Page MenuHomePhabricator

smart-data-dump --syslog producing errors and spamming root@
Closed, ResolvedPublic

Description

There are lots of mails sent to root@ coming from different hosts with the following:

/usr/local/sbin/smart-data-dump --syslog --outfile /var/lib/prometheus/node.d/device_smart.prom

Traceback (most recent call last):
  File "/usr/local/sbin/smart-data-dump", line 459, in <module>
    sys.exit(main())
  File "/usr/local/sbin/smart-data-dump", line 438, in main
    for pd in handler():
  File "/usr/local/sbin/smart-data-dump", line 182, in hpsa_list_pd
    return hpsa_parse(raw_output, lsscsi_list_dev())
  File "/usr/local/sbin/smart-data-dump", line 227, in lsscsi_list_dev
    return lsscsi_parse(_check_output('/usr/bin/lsscsi -t -g'))
  File "/usr/local/sbin/smart-data-dump", line 243, in lsscsi_parse
    output[m[1]] = m[2]
TypeError: '_sre.SRE_Match' object is not subscriptable

Event Timeline

Marostegui moved this task from Backlog to Acknowledged on the SRE board.
colewhite claimed this task.

Thanks for the report!

There was a bug in the updated hpsa parser on initial deployment that fired these emails. It was caught the same day and was fixed in https://gerrit.wikimedia.org/r/c/operations/puppet/+/594989.

There are reports from early today from dbprov2001 for instance.
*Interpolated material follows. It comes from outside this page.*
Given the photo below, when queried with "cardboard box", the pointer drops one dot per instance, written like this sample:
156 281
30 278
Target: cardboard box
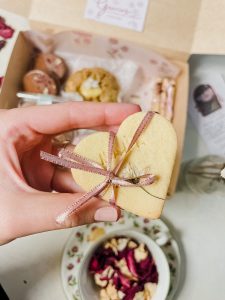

I found the email you are referring to. Logs:

Traceback (most recent call last):
  File "/usr/local/sbin/smart-data-dump", line 459, in <module>
    sys.exit(main())
  File "/usr/local/sbin/smart-data-dump", line 429, in main
    raid_drivers = get_fact('raid')
  File "/usr/local/sbin/smart-data-dump", line 134, in get_fact
    facter_version = int(_check_output('/usr/bin/facter --version', stderr=subprocess.DEVNULL)
  File "/usr/local/sbin/smart-data-dump", line 123, in _check_output
    return subprocess.check_output(cmd, stderr=stderr) \
  File "/usr/lib/python3.5/subprocess.py", line 316, in check_output
    **kwargs).stdout
  File "/usr/lib/python3.5/subprocess.py", line 398, in run
    output=stdout, stderr=stderr)
subprocess.CalledProcessError: Command '['/usr/bin/timeout', '60', '/usr/bin/facter', '--version']' returned non-zero exit status 124

The output from dbprov2001 indicates a different issue manifested as a timeout fetching facter data. Although it's a bit surprising that facter timed out fetching its version.

There is an existing task for facter timeouts: T251293. I will copy these logs to that task as well.

Edit: At the time smart-data-dump ran, the disk was saturated (See 09:12).

jijiki added a project: DBA.
jijiki subscribed.

Reopened the wrong task, re-closing. Nothing to see here, move along.